This shot is looking into the shop window of Punto Croce patisserie in Namba’s Marui. Punto Croce is famous for rainbow-bright cupcakes topped with miles of whipped frosting, pastel macaroons with intense flavours like green tea and pistachio, and pretty eclairs in every pastel you can imagine (pink, lilac, pastel yellow, light blue, mint green). A few weeks ago, I was just walking past, but this Eiffel Tower window display stopped me in my tracks.
Ladurée Paris bakery (established in 1862) was the birth place of the macaroon. According to their website, at the beginning of the 20th century, Pierre Desfontaines had the idea of taking two macaroon shells and sandwiching them with a ganache filling.

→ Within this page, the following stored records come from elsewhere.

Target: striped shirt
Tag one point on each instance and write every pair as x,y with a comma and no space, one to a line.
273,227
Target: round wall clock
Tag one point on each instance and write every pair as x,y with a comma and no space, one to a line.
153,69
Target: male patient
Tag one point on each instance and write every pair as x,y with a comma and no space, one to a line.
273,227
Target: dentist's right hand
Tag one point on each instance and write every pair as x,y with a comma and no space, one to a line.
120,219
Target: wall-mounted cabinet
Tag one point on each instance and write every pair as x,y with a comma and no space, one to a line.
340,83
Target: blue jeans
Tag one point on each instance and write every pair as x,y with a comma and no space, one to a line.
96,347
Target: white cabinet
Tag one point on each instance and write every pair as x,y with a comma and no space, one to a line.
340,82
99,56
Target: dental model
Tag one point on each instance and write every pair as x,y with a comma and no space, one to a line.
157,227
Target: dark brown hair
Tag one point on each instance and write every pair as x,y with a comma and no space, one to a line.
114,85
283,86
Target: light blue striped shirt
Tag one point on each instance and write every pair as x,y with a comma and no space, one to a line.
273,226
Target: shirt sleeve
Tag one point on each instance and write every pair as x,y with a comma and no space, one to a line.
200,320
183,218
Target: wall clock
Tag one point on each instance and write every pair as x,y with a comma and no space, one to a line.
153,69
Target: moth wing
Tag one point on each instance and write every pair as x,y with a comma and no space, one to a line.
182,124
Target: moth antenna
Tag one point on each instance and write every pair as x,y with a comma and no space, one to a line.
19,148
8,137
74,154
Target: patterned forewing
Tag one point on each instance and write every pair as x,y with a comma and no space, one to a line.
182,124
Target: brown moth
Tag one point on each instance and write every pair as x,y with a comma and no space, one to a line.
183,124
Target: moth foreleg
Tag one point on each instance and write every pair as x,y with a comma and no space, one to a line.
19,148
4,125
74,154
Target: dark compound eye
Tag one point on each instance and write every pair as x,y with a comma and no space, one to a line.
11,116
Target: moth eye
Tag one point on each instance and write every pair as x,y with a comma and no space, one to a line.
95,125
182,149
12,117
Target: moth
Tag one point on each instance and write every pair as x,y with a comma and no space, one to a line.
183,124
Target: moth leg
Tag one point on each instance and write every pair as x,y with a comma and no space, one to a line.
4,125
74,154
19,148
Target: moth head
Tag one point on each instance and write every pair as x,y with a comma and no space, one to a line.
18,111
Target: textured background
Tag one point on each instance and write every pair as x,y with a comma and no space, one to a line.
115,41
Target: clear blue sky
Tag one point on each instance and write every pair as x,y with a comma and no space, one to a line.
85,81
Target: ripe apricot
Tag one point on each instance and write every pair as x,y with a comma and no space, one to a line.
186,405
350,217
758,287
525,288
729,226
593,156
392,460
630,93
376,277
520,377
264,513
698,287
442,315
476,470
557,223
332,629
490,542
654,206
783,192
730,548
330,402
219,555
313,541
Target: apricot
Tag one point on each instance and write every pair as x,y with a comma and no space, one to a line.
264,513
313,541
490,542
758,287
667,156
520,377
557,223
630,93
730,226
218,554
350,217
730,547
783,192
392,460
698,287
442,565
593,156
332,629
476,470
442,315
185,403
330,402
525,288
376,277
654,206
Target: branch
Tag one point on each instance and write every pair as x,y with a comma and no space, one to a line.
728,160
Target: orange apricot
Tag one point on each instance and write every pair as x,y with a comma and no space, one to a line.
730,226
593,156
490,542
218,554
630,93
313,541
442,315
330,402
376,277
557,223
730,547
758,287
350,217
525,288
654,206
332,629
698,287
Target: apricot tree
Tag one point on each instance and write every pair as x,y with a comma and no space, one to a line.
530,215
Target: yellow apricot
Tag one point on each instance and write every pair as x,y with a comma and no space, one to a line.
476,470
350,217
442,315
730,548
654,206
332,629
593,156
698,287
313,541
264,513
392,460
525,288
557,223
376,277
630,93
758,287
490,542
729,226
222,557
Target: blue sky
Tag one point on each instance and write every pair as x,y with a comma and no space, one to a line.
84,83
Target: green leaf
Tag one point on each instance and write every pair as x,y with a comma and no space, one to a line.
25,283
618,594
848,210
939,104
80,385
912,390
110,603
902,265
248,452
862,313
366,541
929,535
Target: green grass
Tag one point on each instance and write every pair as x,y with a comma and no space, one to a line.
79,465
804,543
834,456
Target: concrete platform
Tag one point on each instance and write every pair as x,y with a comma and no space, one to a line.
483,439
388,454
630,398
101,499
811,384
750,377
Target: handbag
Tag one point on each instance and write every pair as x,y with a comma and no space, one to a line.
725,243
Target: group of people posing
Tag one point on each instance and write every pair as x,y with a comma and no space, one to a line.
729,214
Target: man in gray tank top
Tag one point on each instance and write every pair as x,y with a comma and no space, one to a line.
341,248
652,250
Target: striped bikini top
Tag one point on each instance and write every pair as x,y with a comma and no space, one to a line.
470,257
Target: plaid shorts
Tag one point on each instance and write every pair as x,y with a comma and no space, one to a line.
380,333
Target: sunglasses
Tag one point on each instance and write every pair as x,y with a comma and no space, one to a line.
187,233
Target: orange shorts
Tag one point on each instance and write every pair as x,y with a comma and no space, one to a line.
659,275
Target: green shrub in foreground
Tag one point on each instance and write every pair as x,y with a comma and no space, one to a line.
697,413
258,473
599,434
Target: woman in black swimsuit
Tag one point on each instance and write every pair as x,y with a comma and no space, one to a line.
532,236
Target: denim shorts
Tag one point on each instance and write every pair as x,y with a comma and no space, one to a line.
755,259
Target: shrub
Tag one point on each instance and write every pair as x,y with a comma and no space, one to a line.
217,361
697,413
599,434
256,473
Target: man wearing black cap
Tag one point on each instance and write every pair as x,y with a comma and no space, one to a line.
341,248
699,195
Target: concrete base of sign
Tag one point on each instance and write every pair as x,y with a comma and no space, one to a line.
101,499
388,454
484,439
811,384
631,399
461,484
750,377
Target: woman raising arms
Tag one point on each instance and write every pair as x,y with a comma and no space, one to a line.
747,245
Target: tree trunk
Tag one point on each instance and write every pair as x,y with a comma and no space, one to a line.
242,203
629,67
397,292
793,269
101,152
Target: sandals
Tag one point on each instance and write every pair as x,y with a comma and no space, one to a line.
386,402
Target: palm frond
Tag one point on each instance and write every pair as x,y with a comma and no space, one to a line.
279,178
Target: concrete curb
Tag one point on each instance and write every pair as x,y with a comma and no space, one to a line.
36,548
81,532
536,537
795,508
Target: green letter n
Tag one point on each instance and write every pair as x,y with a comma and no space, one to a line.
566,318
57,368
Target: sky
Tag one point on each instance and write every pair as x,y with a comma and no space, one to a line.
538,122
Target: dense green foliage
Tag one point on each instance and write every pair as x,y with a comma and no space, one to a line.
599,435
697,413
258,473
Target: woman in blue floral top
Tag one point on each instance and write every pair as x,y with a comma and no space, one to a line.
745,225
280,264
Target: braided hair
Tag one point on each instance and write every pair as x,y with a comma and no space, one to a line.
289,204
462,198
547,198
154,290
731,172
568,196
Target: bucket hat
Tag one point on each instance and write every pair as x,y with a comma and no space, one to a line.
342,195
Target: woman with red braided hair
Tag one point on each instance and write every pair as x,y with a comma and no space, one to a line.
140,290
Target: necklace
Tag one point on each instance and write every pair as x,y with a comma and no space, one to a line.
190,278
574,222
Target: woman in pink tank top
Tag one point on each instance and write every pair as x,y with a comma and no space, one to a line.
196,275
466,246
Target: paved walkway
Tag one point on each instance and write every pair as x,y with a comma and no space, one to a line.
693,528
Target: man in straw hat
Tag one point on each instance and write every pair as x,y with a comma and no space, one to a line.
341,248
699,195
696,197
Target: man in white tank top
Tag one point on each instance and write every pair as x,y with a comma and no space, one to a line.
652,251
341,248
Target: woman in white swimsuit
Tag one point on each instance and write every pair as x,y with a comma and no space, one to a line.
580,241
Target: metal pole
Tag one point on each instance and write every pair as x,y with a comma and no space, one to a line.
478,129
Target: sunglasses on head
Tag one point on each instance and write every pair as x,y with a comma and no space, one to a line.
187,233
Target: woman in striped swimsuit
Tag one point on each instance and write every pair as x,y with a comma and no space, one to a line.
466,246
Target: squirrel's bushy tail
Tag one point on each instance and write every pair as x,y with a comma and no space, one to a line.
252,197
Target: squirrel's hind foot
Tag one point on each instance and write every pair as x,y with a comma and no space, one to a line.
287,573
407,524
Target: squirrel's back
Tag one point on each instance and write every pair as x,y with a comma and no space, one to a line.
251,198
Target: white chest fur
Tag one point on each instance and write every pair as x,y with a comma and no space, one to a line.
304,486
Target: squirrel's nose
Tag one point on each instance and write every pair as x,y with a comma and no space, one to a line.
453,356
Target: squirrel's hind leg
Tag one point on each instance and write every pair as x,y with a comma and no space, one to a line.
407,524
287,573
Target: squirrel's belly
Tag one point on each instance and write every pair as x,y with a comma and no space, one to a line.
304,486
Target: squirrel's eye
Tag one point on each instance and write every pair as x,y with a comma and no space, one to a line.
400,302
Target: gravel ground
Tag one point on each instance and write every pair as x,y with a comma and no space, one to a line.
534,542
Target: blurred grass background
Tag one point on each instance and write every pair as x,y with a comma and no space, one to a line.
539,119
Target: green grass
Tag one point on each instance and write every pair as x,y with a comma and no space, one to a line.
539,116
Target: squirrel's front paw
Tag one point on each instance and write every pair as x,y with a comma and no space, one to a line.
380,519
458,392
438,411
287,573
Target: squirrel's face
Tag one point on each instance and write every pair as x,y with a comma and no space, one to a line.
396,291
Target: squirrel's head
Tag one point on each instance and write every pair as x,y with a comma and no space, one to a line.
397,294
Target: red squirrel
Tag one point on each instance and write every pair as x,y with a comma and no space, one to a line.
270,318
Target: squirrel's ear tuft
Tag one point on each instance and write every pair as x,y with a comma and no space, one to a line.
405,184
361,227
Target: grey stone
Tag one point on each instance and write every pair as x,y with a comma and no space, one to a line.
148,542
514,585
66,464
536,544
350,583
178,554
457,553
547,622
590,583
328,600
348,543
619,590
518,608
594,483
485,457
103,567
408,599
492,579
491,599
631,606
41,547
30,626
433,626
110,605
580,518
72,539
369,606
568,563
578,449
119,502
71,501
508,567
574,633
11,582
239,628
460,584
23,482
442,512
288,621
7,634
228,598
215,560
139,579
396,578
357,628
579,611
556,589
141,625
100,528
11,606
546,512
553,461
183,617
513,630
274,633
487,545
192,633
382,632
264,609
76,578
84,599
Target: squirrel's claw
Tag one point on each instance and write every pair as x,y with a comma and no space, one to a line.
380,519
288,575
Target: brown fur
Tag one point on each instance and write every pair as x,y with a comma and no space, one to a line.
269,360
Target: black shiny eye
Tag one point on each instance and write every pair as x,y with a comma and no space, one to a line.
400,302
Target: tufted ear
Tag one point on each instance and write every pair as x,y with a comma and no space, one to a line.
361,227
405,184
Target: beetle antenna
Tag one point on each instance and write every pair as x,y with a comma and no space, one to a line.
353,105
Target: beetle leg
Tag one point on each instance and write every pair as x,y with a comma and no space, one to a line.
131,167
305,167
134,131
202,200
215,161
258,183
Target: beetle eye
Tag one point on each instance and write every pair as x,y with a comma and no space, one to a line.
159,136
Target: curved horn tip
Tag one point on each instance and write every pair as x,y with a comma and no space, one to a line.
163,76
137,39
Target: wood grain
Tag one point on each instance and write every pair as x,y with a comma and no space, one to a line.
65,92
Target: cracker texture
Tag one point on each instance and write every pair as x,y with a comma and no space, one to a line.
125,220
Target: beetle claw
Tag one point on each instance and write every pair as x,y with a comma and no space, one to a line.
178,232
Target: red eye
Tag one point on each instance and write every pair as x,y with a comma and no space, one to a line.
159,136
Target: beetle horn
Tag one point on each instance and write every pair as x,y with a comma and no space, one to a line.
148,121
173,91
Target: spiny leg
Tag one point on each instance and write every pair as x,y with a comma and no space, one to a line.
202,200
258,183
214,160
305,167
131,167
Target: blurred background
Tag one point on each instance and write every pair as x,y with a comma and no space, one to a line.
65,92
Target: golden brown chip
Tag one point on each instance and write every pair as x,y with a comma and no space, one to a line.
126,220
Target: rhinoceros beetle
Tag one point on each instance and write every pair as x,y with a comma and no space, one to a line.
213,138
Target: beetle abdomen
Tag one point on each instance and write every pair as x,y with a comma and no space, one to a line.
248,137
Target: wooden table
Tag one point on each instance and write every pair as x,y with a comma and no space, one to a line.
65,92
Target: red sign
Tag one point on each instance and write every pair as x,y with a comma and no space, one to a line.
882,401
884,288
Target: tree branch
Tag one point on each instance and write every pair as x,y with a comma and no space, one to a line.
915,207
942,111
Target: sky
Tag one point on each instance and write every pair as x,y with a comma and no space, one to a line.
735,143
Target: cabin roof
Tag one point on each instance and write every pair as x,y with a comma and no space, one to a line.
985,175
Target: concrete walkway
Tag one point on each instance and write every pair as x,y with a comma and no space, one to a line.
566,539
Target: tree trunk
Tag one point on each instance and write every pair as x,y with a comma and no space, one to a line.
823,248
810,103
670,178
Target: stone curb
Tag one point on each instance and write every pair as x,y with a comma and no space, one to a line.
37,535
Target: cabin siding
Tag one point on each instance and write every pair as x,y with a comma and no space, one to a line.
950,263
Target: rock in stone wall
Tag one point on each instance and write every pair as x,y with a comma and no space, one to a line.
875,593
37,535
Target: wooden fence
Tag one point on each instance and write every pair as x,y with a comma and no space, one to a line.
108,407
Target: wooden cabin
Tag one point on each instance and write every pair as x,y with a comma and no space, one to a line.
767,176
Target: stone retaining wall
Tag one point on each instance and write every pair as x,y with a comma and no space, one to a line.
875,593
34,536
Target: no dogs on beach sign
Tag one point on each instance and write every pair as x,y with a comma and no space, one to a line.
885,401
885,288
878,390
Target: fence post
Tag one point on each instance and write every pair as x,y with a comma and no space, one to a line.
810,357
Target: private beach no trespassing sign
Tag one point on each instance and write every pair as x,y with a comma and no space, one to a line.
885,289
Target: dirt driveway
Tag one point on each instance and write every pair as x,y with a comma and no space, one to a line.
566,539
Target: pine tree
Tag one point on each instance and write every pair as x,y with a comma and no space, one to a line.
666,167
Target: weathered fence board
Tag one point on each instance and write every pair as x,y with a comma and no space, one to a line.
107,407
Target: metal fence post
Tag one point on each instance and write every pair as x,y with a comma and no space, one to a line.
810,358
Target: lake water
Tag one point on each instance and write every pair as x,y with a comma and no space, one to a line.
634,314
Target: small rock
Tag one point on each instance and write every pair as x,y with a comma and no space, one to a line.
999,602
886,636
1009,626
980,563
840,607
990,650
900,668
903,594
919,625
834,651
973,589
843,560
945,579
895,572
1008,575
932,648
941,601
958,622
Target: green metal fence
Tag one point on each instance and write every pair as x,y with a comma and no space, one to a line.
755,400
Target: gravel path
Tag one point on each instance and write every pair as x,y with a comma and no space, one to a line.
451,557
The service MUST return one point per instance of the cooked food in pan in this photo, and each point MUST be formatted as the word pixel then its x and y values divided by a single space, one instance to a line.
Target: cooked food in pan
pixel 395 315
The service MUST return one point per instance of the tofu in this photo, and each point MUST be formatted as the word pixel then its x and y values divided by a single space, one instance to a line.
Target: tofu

Today, “These small, round cakes, crisp on the outside, smooth and soft in the middle, are made every morning in Ladurée’s “laboratory”. The pastry chefs measure out very precisely the required amounts of almonds, eggs and sugar, before adding one final ingredient, a pinch of unique “know-how”, essential to the making of such a delicacy. Once cooked and filled, the macaroons are put to one side for 2 days before going on sale, the time it takes to achieve a perfect balance between texture and flavour.” (From Laduree website.) When I’m next in Paris, Tokyo (there is one in Ginza!), London, Monaco or Geneva, I will definitely stop by this bakery! Laduree’s seasonal flavour for Spring 2009 was Bergamot.
Apparently the Laduree salon in Tokyo’s Ginza is inspired by Marie Antoinette’s private house. It looks just like a scene from the movie. Afternoon tea there is definitely on my list for my next visit to Tokyo.